Этим летом погорело все. Никто из стариков не мог припомнить такого. Роса иссыхала до первого солнца. Пожухлая трава прижималась к земле. Комья глины под ногами рассеивались пылью. Кабачки лежали на грядках, как испеченные. Почерневшие помидоры неподвижно свисали с кустов.
Мы вглядывались в небо, и каждый молил о дожде. И когда прямо над деревней нависла огромная туча, казалось, он пришел. Сквозь край этой черноты просвечивала круглая прореха, будто кто-то разглядывал нас сверху. Все затихло, ожидая.
А потом туча, не слушая причитаний, сорвалась вдруг с места и уплыла прочь. И пролилась за лесом.
Духота навалилась с новой силой. Нас коптили заживо. Мы исходили потом. Даже ругаться не могли. А, главное, никто не знал: кого винить, на что подумать?
***
…И вот вечером на Самогонном дворе брякнула щеколда. В помятой форме с расстегнутым воротом ввалился Семен, участковый. Сел на лавку, отсчитал две купюры, прохрипел:
— Налей здесь.
Хозяйка двора Лариска вытаращилась изумленно, но в дом тут же сбегала.
Семен сидел неподвижно, упершись ладонями в колени, и глядел на стакан, как на чугунную гирю. Затем рывком поднял, опрокинул.
— Все. Бросил я ее… — выговорил и весь обмяк, в землю уставился.
Лариска присела рядом. По плечу погладила. А у мужика, как у ребенка, слезы из глаз: «Помнишь?.. Ты — помнишь?»
…Она объявилась у нас в поселке осенью. Дождик моросил. С собой у нее был узелок с вещами и в чистой ткани под мышкой еще что-то, картина — не картина. В тряском кузове грузовика приехала. Так в кабину и не села.
Огляделась и подошла к первой открытой калитке. Сказала: я Оксана, здесь прабабка моя жила. Что за прабабка? Промолчала, подождала. А что умеешь? Все умею, говорит, что делать надо? И добавила: у вас поживу, все одно комната пустует. Хозяйка баба Зина только руками всплеснула — язык будто к небу присох. Про лишнюю-то комнату одни соседи знали.

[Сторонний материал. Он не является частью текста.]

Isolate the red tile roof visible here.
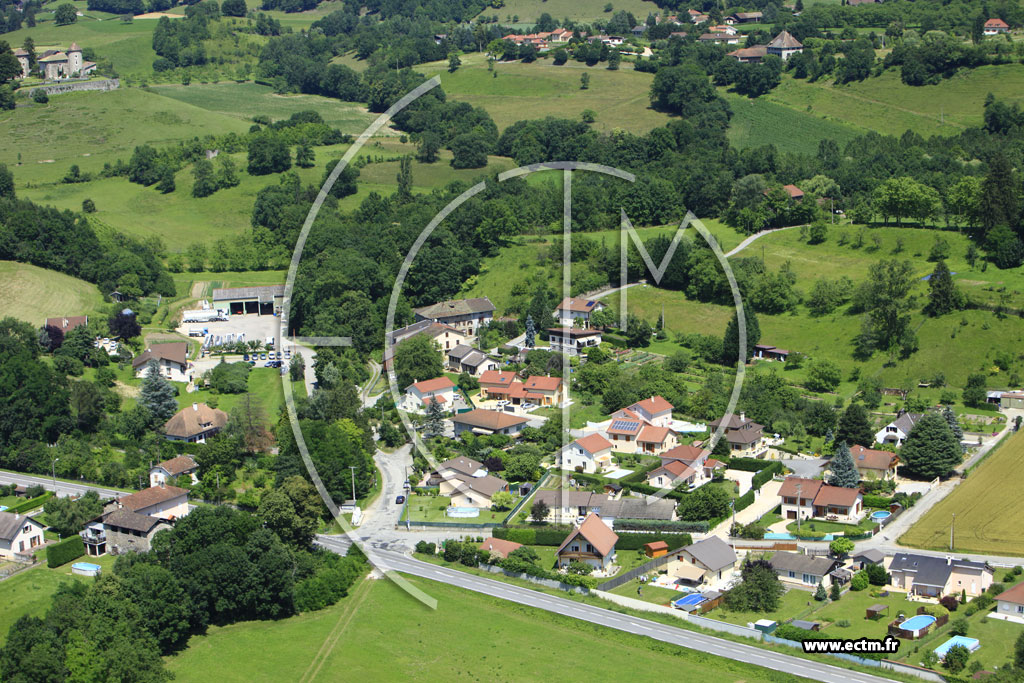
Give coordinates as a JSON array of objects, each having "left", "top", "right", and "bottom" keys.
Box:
[
  {"left": 630, "top": 396, "right": 674, "bottom": 415},
  {"left": 118, "top": 486, "right": 188, "bottom": 512},
  {"left": 850, "top": 445, "right": 899, "bottom": 470},
  {"left": 557, "top": 512, "right": 618, "bottom": 557},
  {"left": 525, "top": 375, "right": 562, "bottom": 391},
  {"left": 575, "top": 434, "right": 611, "bottom": 454},
  {"left": 480, "top": 370, "right": 515, "bottom": 386},
  {"left": 406, "top": 376, "right": 455, "bottom": 393},
  {"left": 637, "top": 425, "right": 672, "bottom": 443}
]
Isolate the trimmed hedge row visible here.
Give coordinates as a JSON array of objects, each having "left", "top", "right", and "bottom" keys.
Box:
[
  {"left": 615, "top": 519, "right": 710, "bottom": 533},
  {"left": 864, "top": 494, "right": 893, "bottom": 508},
  {"left": 492, "top": 526, "right": 693, "bottom": 550},
  {"left": 733, "top": 488, "right": 755, "bottom": 512},
  {"left": 7, "top": 490, "right": 53, "bottom": 515},
  {"left": 751, "top": 461, "right": 783, "bottom": 490},
  {"left": 46, "top": 533, "right": 85, "bottom": 569}
]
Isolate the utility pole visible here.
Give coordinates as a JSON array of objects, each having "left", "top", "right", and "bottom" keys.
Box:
[{"left": 797, "top": 483, "right": 803, "bottom": 533}]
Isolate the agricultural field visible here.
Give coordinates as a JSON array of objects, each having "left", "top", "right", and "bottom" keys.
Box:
[
  {"left": 166, "top": 578, "right": 798, "bottom": 683},
  {"left": 0, "top": 88, "right": 251, "bottom": 189},
  {"left": 416, "top": 53, "right": 669, "bottom": 134},
  {"left": 480, "top": 0, "right": 665, "bottom": 28},
  {"left": 761, "top": 63, "right": 1024, "bottom": 137},
  {"left": 0, "top": 261, "right": 103, "bottom": 326},
  {"left": 900, "top": 432, "right": 1024, "bottom": 555},
  {"left": 719, "top": 88, "right": 867, "bottom": 154},
  {"left": 150, "top": 82, "right": 380, "bottom": 135}
]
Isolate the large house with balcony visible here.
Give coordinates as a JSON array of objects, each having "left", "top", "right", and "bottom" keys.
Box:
[
  {"left": 415, "top": 297, "right": 495, "bottom": 337},
  {"left": 555, "top": 297, "right": 604, "bottom": 328},
  {"left": 548, "top": 327, "right": 601, "bottom": 355},
  {"left": 709, "top": 413, "right": 768, "bottom": 458},
  {"left": 874, "top": 411, "right": 923, "bottom": 449},
  {"left": 778, "top": 477, "right": 864, "bottom": 523}
]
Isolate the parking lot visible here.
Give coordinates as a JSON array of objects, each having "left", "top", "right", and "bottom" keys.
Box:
[{"left": 178, "top": 314, "right": 316, "bottom": 393}]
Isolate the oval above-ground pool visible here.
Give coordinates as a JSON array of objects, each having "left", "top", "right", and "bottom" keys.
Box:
[
  {"left": 71, "top": 562, "right": 102, "bottom": 577},
  {"left": 899, "top": 614, "right": 935, "bottom": 638}
]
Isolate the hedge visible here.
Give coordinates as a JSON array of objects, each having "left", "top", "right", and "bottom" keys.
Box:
[
  {"left": 615, "top": 519, "right": 710, "bottom": 533},
  {"left": 492, "top": 526, "right": 693, "bottom": 550},
  {"left": 733, "top": 488, "right": 754, "bottom": 512},
  {"left": 46, "top": 533, "right": 85, "bottom": 569},
  {"left": 751, "top": 461, "right": 782, "bottom": 490},
  {"left": 864, "top": 494, "right": 893, "bottom": 508},
  {"left": 7, "top": 490, "right": 53, "bottom": 515}
]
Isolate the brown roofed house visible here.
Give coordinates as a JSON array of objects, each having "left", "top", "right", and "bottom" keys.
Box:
[
  {"left": 556, "top": 513, "right": 618, "bottom": 570},
  {"left": 164, "top": 403, "right": 227, "bottom": 443}
]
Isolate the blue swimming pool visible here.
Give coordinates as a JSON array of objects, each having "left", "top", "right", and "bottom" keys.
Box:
[
  {"left": 935, "top": 636, "right": 981, "bottom": 659},
  {"left": 899, "top": 614, "right": 935, "bottom": 634},
  {"left": 71, "top": 562, "right": 102, "bottom": 577}
]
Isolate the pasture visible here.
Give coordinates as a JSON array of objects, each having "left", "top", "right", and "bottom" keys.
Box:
[
  {"left": 480, "top": 0, "right": 666, "bottom": 28},
  {"left": 417, "top": 53, "right": 669, "bottom": 134},
  {"left": 166, "top": 578, "right": 806, "bottom": 683},
  {"left": 0, "top": 88, "right": 250, "bottom": 189},
  {"left": 0, "top": 261, "right": 103, "bottom": 326},
  {"left": 762, "top": 63, "right": 1024, "bottom": 137},
  {"left": 899, "top": 432, "right": 1024, "bottom": 555}
]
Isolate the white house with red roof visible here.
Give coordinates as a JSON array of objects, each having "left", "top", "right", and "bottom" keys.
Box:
[
  {"left": 402, "top": 376, "right": 456, "bottom": 413},
  {"left": 605, "top": 401, "right": 679, "bottom": 456},
  {"left": 629, "top": 396, "right": 674, "bottom": 427},
  {"left": 555, "top": 297, "right": 604, "bottom": 328},
  {"left": 778, "top": 477, "right": 864, "bottom": 523},
  {"left": 982, "top": 17, "right": 1010, "bottom": 36},
  {"left": 562, "top": 434, "right": 611, "bottom": 474}
]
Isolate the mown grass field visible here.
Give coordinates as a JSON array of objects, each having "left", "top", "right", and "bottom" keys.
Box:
[
  {"left": 3, "top": 14, "right": 157, "bottom": 76},
  {"left": 150, "top": 83, "right": 387, "bottom": 135},
  {"left": 0, "top": 87, "right": 250, "bottom": 187},
  {"left": 417, "top": 53, "right": 669, "bottom": 133},
  {"left": 0, "top": 552, "right": 115, "bottom": 646},
  {"left": 480, "top": 0, "right": 666, "bottom": 26},
  {"left": 166, "top": 578, "right": 806, "bottom": 683},
  {"left": 900, "top": 432, "right": 1024, "bottom": 555},
  {"left": 0, "top": 261, "right": 103, "bottom": 325},
  {"left": 762, "top": 63, "right": 1024, "bottom": 137},
  {"left": 23, "top": 136, "right": 513, "bottom": 245},
  {"left": 719, "top": 88, "right": 867, "bottom": 155}
]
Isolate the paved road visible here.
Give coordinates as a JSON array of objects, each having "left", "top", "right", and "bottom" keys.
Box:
[
  {"left": 317, "top": 537, "right": 890, "bottom": 683},
  {"left": 0, "top": 470, "right": 131, "bottom": 498}
]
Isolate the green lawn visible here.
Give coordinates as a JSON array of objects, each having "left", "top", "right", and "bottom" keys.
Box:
[
  {"left": 417, "top": 53, "right": 669, "bottom": 133},
  {"left": 167, "top": 578, "right": 802, "bottom": 683},
  {"left": 402, "top": 494, "right": 509, "bottom": 524},
  {"left": 763, "top": 63, "right": 1024, "bottom": 137},
  {"left": 480, "top": 0, "right": 666, "bottom": 27},
  {"left": 719, "top": 88, "right": 867, "bottom": 154},
  {"left": 151, "top": 82, "right": 377, "bottom": 135},
  {"left": 0, "top": 88, "right": 250, "bottom": 189},
  {"left": 0, "top": 550, "right": 115, "bottom": 646},
  {"left": 706, "top": 589, "right": 817, "bottom": 626},
  {"left": 0, "top": 261, "right": 103, "bottom": 326}
]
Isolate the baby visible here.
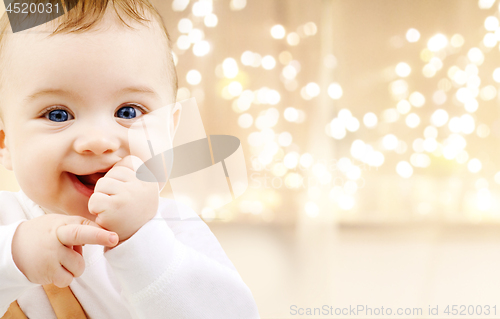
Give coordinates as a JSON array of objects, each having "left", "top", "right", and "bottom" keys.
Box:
[{"left": 0, "top": 0, "right": 259, "bottom": 319}]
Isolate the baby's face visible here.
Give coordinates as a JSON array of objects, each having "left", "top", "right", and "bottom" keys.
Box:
[{"left": 0, "top": 11, "right": 177, "bottom": 220}]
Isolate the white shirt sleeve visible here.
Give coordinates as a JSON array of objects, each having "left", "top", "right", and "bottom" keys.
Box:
[
  {"left": 0, "top": 220, "right": 37, "bottom": 316},
  {"left": 104, "top": 200, "right": 259, "bottom": 319}
]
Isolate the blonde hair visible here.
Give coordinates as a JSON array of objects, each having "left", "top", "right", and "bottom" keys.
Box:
[{"left": 0, "top": 0, "right": 178, "bottom": 104}]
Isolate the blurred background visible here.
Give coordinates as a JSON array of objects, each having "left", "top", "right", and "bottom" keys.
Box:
[{"left": 4, "top": 0, "right": 500, "bottom": 318}]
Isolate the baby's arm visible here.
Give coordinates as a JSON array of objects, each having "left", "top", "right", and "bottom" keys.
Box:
[
  {"left": 89, "top": 156, "right": 259, "bottom": 319},
  {"left": 104, "top": 201, "right": 259, "bottom": 319},
  {"left": 0, "top": 214, "right": 118, "bottom": 315}
]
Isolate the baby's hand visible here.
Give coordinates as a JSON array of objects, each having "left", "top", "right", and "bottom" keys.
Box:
[
  {"left": 12, "top": 214, "right": 118, "bottom": 288},
  {"left": 88, "top": 156, "right": 159, "bottom": 242}
]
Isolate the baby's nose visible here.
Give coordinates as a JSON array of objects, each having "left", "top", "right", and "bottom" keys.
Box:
[{"left": 74, "top": 129, "right": 120, "bottom": 155}]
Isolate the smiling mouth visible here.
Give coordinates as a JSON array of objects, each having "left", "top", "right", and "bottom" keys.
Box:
[{"left": 75, "top": 173, "right": 106, "bottom": 190}]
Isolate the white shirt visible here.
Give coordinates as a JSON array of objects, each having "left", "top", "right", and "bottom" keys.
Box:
[{"left": 0, "top": 191, "right": 259, "bottom": 319}]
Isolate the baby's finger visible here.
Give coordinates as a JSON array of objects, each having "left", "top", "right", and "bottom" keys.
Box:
[
  {"left": 58, "top": 247, "right": 85, "bottom": 277},
  {"left": 52, "top": 266, "right": 73, "bottom": 288},
  {"left": 56, "top": 224, "right": 118, "bottom": 247},
  {"left": 94, "top": 177, "right": 123, "bottom": 195},
  {"left": 113, "top": 155, "right": 144, "bottom": 173}
]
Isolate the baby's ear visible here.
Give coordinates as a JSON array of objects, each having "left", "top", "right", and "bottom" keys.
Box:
[
  {"left": 170, "top": 102, "right": 182, "bottom": 140},
  {"left": 0, "top": 119, "right": 12, "bottom": 170}
]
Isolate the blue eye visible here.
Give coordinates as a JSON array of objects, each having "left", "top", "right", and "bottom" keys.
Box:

А Оксана эта в комнате расположилась. Пол отскребла, картошки наварила, а потом уже за все стала браться: урожай с огорода убрать и телят недоношенных выходить, воды принести и пирогов напечь. Будто забывалась в заботах, от боли отворачивалась. Ходила в ветхом и латаном, не поймешь издалека: девка ли, бабка? И говорила мало, по делу всегда. А если делать вдруг нечего, то могла сесть и уставиться в стену. Час так просидеть. Или вечером уйти за околицу и глядеть в небо над лесом, пока не стемнеет.

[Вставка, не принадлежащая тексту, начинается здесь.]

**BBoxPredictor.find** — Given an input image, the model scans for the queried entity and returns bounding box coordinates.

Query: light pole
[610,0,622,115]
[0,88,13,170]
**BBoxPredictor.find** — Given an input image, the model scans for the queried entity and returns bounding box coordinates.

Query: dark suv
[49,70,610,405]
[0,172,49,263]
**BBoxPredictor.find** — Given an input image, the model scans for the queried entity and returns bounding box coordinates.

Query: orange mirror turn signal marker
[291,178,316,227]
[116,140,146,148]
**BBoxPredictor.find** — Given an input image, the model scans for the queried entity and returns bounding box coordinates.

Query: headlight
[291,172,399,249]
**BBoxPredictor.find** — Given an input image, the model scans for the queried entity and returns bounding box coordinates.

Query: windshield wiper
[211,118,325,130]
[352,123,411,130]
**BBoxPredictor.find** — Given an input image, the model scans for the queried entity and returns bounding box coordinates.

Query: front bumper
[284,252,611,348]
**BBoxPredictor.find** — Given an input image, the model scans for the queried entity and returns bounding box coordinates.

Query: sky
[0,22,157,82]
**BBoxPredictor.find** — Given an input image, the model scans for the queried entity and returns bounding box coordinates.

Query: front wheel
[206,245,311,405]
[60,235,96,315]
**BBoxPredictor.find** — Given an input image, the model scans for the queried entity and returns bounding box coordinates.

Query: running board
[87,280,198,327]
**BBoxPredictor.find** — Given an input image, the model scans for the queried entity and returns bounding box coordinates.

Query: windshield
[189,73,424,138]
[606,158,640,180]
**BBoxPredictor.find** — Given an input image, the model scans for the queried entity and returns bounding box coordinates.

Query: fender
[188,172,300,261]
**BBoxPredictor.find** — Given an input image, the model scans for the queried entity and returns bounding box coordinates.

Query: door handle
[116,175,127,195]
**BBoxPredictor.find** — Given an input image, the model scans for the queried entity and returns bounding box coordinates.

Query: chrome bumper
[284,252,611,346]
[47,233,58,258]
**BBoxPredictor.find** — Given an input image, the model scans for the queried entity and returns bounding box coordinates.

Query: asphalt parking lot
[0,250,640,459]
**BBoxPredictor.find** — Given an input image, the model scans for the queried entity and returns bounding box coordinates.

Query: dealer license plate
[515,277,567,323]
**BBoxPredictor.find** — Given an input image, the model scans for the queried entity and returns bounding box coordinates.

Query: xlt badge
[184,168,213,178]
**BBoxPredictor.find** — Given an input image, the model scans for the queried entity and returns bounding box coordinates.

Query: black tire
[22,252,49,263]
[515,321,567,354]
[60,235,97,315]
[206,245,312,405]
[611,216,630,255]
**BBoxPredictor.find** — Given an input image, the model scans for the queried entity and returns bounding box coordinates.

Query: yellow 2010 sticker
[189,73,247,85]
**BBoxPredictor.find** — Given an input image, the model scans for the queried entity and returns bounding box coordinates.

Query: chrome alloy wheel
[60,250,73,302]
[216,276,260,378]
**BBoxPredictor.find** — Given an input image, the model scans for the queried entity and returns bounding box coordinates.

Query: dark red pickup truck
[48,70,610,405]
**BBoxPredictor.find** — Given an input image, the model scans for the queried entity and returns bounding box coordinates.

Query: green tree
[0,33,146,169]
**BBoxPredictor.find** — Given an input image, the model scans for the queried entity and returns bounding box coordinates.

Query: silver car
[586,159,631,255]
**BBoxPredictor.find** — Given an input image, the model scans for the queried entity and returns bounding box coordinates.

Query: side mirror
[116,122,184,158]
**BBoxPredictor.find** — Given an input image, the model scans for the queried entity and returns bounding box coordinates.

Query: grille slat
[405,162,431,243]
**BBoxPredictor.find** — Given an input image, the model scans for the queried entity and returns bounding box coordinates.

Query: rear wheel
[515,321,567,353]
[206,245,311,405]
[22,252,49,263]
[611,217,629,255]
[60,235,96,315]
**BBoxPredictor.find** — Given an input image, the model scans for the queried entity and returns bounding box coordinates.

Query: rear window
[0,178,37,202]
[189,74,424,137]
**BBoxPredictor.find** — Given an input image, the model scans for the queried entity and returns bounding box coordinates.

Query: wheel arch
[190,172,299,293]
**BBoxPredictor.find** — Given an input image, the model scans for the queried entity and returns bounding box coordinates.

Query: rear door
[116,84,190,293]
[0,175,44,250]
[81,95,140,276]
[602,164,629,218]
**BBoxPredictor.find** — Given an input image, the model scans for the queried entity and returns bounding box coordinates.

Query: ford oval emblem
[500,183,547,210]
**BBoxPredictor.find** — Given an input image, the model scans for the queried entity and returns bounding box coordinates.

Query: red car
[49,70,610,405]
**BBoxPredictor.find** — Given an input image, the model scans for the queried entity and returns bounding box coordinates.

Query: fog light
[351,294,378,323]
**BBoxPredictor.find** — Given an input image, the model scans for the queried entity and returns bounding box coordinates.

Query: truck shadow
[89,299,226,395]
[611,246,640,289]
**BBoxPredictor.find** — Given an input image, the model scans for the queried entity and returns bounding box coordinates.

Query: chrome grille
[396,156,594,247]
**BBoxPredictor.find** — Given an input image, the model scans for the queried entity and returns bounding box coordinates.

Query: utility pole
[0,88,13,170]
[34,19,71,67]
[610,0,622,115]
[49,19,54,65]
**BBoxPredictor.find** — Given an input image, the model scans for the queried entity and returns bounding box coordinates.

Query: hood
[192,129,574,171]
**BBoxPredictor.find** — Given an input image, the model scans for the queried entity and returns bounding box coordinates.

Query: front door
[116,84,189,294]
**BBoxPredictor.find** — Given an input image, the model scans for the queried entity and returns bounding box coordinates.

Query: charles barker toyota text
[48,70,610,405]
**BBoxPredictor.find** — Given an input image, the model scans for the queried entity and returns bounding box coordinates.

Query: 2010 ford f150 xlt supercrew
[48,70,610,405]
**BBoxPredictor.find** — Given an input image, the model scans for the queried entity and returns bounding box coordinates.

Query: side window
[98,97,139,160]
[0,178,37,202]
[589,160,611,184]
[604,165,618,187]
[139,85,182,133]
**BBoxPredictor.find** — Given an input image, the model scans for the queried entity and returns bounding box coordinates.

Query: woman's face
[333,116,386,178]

Так и прожила осень и всю долгую зиму.
А по весне Семен приехал, участковый, — нашу деревню за ним закрепили. Он тогда видный был. Лариска — соседка бабы Зины — уже глаз на него положила и не упускала случая перемигнуться или в гости на чай позвать. Вылез он из «уазика» и зашагал по проселку — свидетелей опросить хотел.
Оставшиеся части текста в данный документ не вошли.